Show HN: Amber, a capability-based runtime/compiler for agent benchmarks

Hi HN, since the Berkeley RDI benchmark integrity post recently got a lot of attention here [0], it seems like a good time to share Amber, related work aimed at making agent benchmarks easier to reproduce.

Amber grew out of the RDI AgentX-AgentBeats benchmarking competition [1] where the general public was invited to submit agents. To ensure trustworthy results, we needed submissions to be reproducible and have clear provenance. Reproducibility motivates declarative specifications of benchmarks, and provenance motivates the ability to safely and efficiently run benchmarks on hosted hardware. Once you add support for multi-phase multi-agent benchmarks (like Werewolf), the design for Amber mostly falls right out.

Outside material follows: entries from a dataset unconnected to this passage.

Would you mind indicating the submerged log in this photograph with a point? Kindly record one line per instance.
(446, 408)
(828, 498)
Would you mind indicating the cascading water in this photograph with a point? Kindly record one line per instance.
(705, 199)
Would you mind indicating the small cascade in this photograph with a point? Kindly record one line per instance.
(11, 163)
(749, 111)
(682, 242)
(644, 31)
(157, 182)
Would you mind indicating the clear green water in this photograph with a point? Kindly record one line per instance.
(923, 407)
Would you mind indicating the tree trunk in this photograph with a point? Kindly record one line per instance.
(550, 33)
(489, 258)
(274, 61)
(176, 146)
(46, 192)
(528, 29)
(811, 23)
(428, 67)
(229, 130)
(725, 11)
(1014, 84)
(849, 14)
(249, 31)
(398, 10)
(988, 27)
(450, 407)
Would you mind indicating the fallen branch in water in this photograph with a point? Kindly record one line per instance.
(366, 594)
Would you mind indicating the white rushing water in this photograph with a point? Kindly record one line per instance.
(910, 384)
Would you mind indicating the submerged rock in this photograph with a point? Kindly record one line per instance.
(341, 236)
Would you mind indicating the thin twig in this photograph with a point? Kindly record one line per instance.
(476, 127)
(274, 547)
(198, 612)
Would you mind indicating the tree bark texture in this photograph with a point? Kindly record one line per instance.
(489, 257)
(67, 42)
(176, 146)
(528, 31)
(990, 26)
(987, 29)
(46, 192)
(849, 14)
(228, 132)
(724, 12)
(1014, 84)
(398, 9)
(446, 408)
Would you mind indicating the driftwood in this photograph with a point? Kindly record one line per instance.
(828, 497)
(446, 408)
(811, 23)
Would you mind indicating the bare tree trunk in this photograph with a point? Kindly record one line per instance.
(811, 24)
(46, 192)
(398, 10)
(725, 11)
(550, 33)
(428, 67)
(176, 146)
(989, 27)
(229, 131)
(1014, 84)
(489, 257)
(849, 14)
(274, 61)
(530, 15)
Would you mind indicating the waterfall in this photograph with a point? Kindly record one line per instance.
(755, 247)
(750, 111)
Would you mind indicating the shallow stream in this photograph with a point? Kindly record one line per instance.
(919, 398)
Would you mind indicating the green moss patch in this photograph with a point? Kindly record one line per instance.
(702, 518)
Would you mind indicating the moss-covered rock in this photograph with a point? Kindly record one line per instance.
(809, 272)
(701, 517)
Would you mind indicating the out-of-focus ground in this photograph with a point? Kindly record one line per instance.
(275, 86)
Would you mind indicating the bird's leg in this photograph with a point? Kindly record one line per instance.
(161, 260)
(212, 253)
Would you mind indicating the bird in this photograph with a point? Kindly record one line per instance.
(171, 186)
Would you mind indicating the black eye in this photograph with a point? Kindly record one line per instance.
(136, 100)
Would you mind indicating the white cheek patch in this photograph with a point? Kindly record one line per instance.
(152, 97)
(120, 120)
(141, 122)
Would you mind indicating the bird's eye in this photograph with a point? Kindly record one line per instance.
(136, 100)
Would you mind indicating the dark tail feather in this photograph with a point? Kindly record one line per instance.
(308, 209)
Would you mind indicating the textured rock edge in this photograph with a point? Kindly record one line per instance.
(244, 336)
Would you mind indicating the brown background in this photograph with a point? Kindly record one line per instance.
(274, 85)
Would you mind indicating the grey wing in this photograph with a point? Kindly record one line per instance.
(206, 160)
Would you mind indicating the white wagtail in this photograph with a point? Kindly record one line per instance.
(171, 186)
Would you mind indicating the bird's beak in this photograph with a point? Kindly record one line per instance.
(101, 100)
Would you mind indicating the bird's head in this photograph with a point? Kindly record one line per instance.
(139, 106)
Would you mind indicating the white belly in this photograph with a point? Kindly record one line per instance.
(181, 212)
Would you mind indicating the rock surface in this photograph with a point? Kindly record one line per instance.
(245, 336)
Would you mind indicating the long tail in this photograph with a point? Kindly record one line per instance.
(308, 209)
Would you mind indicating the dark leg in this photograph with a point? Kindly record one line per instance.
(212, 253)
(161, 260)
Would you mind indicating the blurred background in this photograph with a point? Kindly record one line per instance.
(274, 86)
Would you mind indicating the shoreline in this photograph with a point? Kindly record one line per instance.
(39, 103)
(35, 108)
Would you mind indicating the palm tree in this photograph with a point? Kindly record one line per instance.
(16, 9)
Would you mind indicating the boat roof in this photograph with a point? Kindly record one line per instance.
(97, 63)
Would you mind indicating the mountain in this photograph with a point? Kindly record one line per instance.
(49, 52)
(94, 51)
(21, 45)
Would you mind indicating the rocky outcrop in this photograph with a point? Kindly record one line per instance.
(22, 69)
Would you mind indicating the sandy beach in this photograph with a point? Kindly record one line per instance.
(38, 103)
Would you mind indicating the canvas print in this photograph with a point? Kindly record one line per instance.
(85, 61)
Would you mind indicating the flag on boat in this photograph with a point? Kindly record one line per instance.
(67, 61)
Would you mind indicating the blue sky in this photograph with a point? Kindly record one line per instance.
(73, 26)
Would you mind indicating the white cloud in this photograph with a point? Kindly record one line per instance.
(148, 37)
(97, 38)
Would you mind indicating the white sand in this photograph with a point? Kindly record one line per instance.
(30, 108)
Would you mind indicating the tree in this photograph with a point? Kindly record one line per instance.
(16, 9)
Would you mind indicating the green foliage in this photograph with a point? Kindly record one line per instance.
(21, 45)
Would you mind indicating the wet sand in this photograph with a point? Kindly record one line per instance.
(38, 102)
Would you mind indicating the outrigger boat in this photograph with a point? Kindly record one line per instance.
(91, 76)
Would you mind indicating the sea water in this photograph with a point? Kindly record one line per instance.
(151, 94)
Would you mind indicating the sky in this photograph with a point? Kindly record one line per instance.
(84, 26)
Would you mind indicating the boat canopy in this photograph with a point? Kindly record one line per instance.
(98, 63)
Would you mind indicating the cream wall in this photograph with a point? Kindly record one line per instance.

Amber is inspired by Fuchsia OS Component Framework. The security model of Amber is that a component like an A2A agent or MCP tool only serves a component that has explicitly been given a capability to use it. In the context of benchmarks, this means that an agent under test cannot reach into the evaluator, and that a tool can be revoked in a later phase of a benchmark.

Amber is a combination of a compiler and a runtime system: the compiler turns manifests describing agents, tools, and how they connect to each other into a deterministic plan. The plan can be executed against different backends like Docker, K8s, KVM, or the host OS. The compiler injects runtime components necessary to enforce the capability model: sidecar routers that provide guarded connectivity between components, and backend controllers that allow components to create and destroy components at runtime.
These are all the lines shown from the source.